Heartland: Stories of Snowdonia, The

Heartland: Stories of Snowdonia, The

Disgrifiad | Description

  • Publication May 2005
  • Edited by Dewi Roberts 
  • Format: Paperback, 183x124 mm, 192 pages

A diverse collection of short stories written by authors from north-west Wales comprising 16 stories reflecting life in rural Wales during the 20th century, exactly half of them written originally in English while the other eight are translations, with short biographical notes about each author.

Gwales Review

Jim Perrin provides an excellent introduction, ‘The Square Mile’, to this compact collection of short stories from the distinctive region of north-west Wales: ‘The short story in Welsh and Anglo-Welsh literature is the literary equivalent, the celebratory form, for the famous construct of D.J. Williams, dyn ei filltir sgwâr (a man of his own square mile). . . it is the literary expression of a society on the cusp . . .’

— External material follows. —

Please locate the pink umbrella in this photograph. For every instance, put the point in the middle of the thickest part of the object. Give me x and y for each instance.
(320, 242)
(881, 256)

The stories in this collection are a striking reflection of a changing local society, and of its writers’ preoccupations and response to those changes: a Liverpool woman inherits a cottage in Gwynedd; a minister of religion prepares to go to prison on a matter of principle; a Reverend questioning his own roots mediates in a household where a wife is abandoning her husband and home of forty years to go and live in Spain; a woman returns from London to her dead grandfather’s house to have his past re-written by The Woman next door.

Contributions from both from Welsh-language writers in translation and Welsh writers in English have been carefully selected by the editor, including Kate Roberts, Siân James, Emyr Humphreys and Angharad Price. The variety of stories have also been well chosen for the different ways in which they evoke the region; some make explicit reference to their locale and in others the place is strongly felt if not directly named.

The importance of place and the natural world as a metaphor for complex human relationships is felt throughout: Brenda Chamberlain’s through the troubled waters of her alter ego where ‘her mind had too much freedom in these gulfs’, making her way back to her sick husband by boat, alone through the night mist to Ynys Enlli; the evocative descriptions of light reflected on the sea and the bodies of Robert Llywelyn’s lovers; the charming image of the garden and the Welsh kitchen in Kate Roberts’s ‘A Summer Day’; and the sensual description of the seal cave where John Sam Jones’s young men make love.

As editor Dewi Roberts points out in his foreword, it is W.J. Gruffydd’s story, ‘Dripping Leaves’, which captures most succinctly the overriding theme of the collection. A middle-aged man returns to the square mile of his youth reflecting on the people who ‘lived in a small circle, seeing only small things…and yet they had something in their lives that he, for all his success and learning, did not have, something he had not found in all his wanderings over five continents.’

These words (written at a time when the term globalization was probably not in use) reflect the strange paradox we find ourselves in today, in a society where, as Jim Perrin notes, ‘technology has both shrunk our world and enlarged it far beyond a graspable human scale in the same process.’ He goes on to say that the short story in Welsh and Anglo-Welsh literature plays a vital role in mediating ‘the resulting confusion’. This is something that almost all of these stories explore and prove: that in such a challenging world, the local and the personal have the power to transcend again and again, in the hands of an accomplished writer.